PROJECT SUMMARY
On-target resistance to small-molecule inhibitor therapy is a major challenge in cancer treatment. While the
design of novel compounds remains an important long-term strategy for obtaining selective and potent inhibition
of these mutants, further tumor evolution and resistance may occur. Treatment with multiple inhibitors that co-
inhibit the same therapeutic target has begun to gain traction as a viable clinical strategy to reduce the
emergence of resistance.
Mesenchymal epithelial transition factor (c-MET/MET), a receptor tyrosine kinase, is an oncogenic driver in many
tumor types, notably non-small cell lung cancer (NSCLC) and melanomas.
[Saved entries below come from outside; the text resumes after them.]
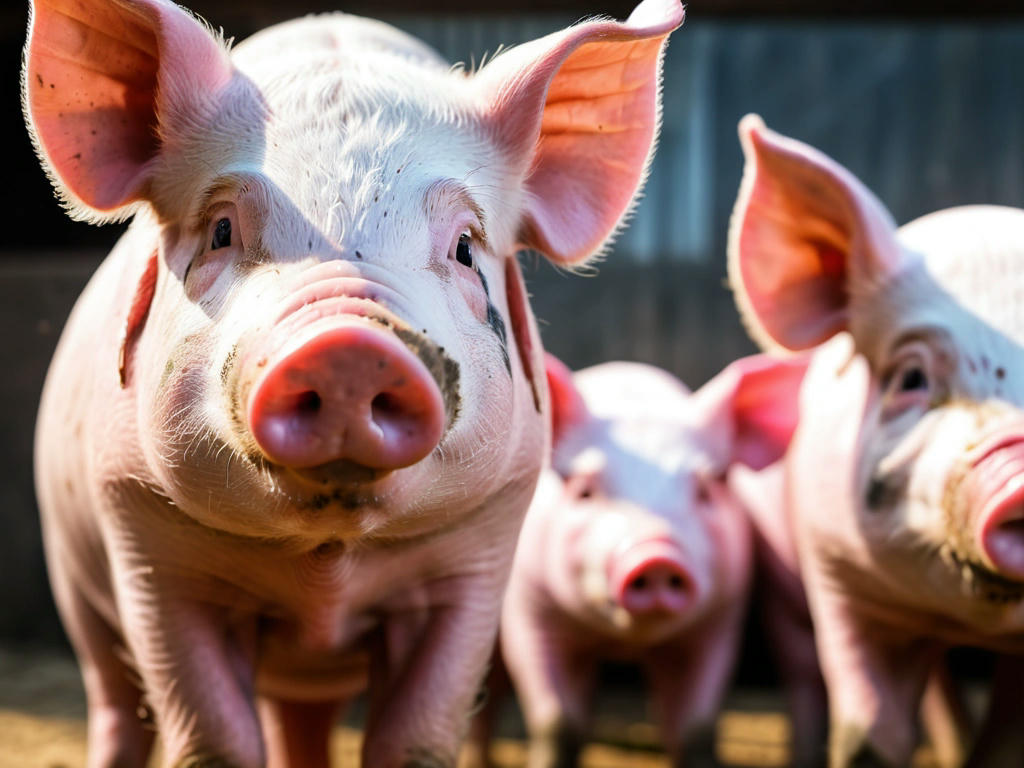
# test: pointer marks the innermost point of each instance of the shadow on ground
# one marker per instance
(42, 725)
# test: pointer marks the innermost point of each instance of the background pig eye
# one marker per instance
(464, 251)
(221, 235)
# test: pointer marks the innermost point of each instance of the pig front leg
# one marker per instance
(197, 672)
(688, 680)
(297, 733)
(426, 672)
(875, 678)
(117, 736)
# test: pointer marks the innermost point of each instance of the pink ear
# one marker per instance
(806, 237)
(578, 112)
(567, 407)
(101, 81)
(749, 411)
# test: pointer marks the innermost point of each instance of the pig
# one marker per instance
(296, 418)
(785, 621)
(904, 472)
(633, 548)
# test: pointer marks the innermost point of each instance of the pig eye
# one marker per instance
(464, 250)
(221, 235)
(909, 384)
(912, 379)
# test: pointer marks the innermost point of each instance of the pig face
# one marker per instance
(329, 311)
(911, 426)
(646, 524)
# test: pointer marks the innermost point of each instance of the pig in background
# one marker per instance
(634, 550)
(294, 422)
(904, 474)
(779, 605)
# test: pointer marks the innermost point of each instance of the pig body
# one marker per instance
(294, 421)
(903, 473)
(633, 549)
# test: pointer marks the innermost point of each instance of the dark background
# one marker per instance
(924, 101)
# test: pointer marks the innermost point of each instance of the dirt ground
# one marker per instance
(42, 725)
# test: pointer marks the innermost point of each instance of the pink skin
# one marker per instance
(634, 549)
(904, 476)
(294, 422)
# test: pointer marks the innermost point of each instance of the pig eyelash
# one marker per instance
(221, 233)
(908, 384)
(462, 251)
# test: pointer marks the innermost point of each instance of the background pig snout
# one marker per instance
(351, 392)
(996, 492)
(651, 578)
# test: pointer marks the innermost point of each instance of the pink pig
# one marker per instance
(905, 474)
(295, 420)
(634, 549)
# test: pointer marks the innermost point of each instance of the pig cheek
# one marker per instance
(473, 295)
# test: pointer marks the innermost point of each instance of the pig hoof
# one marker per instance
(852, 750)
(425, 759)
(557, 747)
(206, 762)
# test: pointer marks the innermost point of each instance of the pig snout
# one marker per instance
(350, 391)
(995, 492)
(651, 578)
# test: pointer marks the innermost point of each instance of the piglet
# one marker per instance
(903, 479)
(295, 420)
(634, 549)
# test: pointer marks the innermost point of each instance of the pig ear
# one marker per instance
(567, 407)
(101, 83)
(748, 413)
(806, 237)
(578, 113)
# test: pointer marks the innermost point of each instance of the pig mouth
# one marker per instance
(981, 582)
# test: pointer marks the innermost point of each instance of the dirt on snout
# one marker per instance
(42, 725)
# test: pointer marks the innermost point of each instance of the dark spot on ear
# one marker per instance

MET amplification also serves as an
escape mechanism following treatment with EGFR, ALK, or KRASG12C inhibitors, defining MET as a critical
therapeutic target. Some clinically approved kinase inhibitors (KIs) have activity against MET. However,
clinically-observed MET mutations promote resistance to certain KI subtypes that preferentially bind to active or
inactive kinase conformations. Defining which KIs should be used to treat patients presenting with specific MET
mutations is a pressing clinical need.
Combining as few as two or three KIs with shared activity against a target of interest maximizes on-target
selectivity by diluting each inhibitor’s off-target effects. In addition to maximizing on-target effects for MET alone
or MET and therapeutic co-targets, combinations of inhibitors with different binding modes could decrease the
probability of resistance emerging through further mutations.
The objective of this study is to define selectivity profiles for clinically approved KIs against clinically observed
MET mutants, and calculate KI combinations that would most selectively inhibit those mutants. This study will
investigate the hypothesis that combinations of clinically approved KIs can be calculated that will
maximize selectivity for MET mutants or MET/EGFR and MET/ALK, or with sotorasib for MET/KRASG12C
co-targets, and decrease the probability of resistance emerging. This hypothesis will be tested by measuring
the selectivity profiles of KIs for clinically observed MET mutants, predicting KI combinations, and testing
combinations in cells and in a syngeneic orthotopic mouse model of lung adenocarcinoma. The primary rationale
for this work is that it will provide an actionable roadmap for MET mutation-specific targeted KI therapy in clinical
cohorts. Combinations of two or three clinically approved KIs with different binding modes that have been
selected to maximize on-target activity represent an actionable strategy to increase therapeutic potential and
decrease the probability of further KI resistance emerging.